IMO.. these bureaucrats should stop trying to protect people from themselves. For the last 100 yrs.. there has been ~ 1.5% of the population that abuses substances other than alcohol & tobacco. This % has remained unchanged irregardless of what the Fed/State bureaucrats have tried to do.
It took us 12-14 yrs to figure out that putting prohibition on alcohol didn't and couldn't work.
This proposal is just going to hurt the 98% of the people that need these medications to help maintain some quality of life..
Pain should not be an option for a humane America. When we talk about possible addiction for patients being the biggest concern, we forget that we can wean people off of drugs if they no longer need them. It is a decision and a risk that is up to the patient to decide.
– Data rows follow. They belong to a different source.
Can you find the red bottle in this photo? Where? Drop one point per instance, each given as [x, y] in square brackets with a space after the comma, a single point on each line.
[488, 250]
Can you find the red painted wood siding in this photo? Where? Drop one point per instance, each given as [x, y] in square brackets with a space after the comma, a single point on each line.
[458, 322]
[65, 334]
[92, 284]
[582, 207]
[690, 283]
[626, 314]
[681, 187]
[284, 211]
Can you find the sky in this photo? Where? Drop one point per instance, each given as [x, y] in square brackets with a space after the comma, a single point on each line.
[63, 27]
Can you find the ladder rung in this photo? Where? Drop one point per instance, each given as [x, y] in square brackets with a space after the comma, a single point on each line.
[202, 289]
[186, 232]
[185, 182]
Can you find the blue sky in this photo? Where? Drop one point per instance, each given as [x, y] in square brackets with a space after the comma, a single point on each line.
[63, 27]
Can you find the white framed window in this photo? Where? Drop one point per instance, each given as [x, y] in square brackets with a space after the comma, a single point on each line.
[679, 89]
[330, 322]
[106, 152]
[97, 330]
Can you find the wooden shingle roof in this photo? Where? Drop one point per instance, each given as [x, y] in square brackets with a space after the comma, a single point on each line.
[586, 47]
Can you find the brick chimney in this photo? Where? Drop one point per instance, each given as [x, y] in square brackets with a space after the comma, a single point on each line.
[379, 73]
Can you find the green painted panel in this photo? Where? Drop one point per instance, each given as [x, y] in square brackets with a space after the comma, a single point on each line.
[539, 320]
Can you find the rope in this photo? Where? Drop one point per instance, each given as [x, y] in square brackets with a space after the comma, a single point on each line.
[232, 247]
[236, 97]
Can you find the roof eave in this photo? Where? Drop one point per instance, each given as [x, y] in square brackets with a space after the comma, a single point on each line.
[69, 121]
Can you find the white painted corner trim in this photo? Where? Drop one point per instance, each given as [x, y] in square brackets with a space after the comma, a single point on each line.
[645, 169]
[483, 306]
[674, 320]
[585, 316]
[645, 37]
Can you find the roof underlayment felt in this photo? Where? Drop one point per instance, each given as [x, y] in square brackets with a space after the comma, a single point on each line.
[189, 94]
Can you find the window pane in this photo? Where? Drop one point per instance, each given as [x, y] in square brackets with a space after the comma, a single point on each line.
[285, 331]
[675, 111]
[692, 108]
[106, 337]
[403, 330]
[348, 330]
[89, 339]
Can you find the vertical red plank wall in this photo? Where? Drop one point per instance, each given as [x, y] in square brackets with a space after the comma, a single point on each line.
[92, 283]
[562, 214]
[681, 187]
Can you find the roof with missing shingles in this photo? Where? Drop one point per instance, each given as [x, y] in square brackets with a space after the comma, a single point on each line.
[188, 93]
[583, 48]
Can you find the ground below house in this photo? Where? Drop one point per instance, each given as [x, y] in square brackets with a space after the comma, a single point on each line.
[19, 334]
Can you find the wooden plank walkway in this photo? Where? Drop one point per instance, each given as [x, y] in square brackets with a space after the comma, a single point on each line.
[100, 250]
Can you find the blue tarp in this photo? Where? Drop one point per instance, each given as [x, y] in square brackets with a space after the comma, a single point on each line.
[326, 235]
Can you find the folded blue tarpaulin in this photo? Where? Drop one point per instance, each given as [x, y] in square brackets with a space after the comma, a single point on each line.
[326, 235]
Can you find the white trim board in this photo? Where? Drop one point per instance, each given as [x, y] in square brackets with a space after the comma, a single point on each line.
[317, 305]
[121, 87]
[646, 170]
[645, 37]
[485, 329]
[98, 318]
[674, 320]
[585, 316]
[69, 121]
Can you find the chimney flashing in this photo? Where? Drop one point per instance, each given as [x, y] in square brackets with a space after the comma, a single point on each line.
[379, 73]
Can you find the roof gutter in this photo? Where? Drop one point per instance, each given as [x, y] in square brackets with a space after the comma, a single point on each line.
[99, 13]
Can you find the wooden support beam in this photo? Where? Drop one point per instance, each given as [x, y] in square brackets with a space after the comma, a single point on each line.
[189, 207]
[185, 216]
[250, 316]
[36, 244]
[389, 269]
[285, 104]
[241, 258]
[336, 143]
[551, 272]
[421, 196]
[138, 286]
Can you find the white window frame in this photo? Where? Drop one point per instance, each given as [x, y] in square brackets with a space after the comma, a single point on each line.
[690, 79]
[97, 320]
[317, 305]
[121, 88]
what about alcohol,,,, people die from over dosing that , if people wish to die they WILL find a way , you who do not beleive in chronic pain should try having hips replaced , backs fused all in an attempt to stop the pain , there becomes a time and place where pain meds both long and short term ARE DEFINATLY NESESARY , i do not disagree with the conytract and testing that has been a part of my life for a vey long time but to limit the use of pain meds in a chronic pain setting is ABSURD,,,, Dave
As a recovering addict I can say that this is absurd. I am being treated for chronic pain, I do not abuse my meds in fact I have developed a healthy fear of my addictive nature and am very careful. Believe me if I wanted to get high I don't need a prescription. I spent 20 years self medicating without one. Now I am being treated by a wonderful, careful, very competent doctor who is well aware of my history. Limiting or removing my pain meds could very well put me six feet under as a life of untreated severe pain is no life at all.
Just another attempt to fix a problem by reacting instead of acting. All this is going to do is make it harder on the legitimate pain patient that already has had to jump through hoops to get pain control more difficult. Addicts will find a way to get high no matter what. We already know this, just like alcoholics will drink vanilla and mouth wash if they can't get anything else. Those of us whose lives have been ravaged by chronic and intractable pain don't need more obstacles. We are the ones following all the rules and jumping through the hoops. Instead of making my life more difficult and blaming doctors who are trying to treat legitimate pain, how about making the addicts responsible for their actions and the choices they make to misuse medication.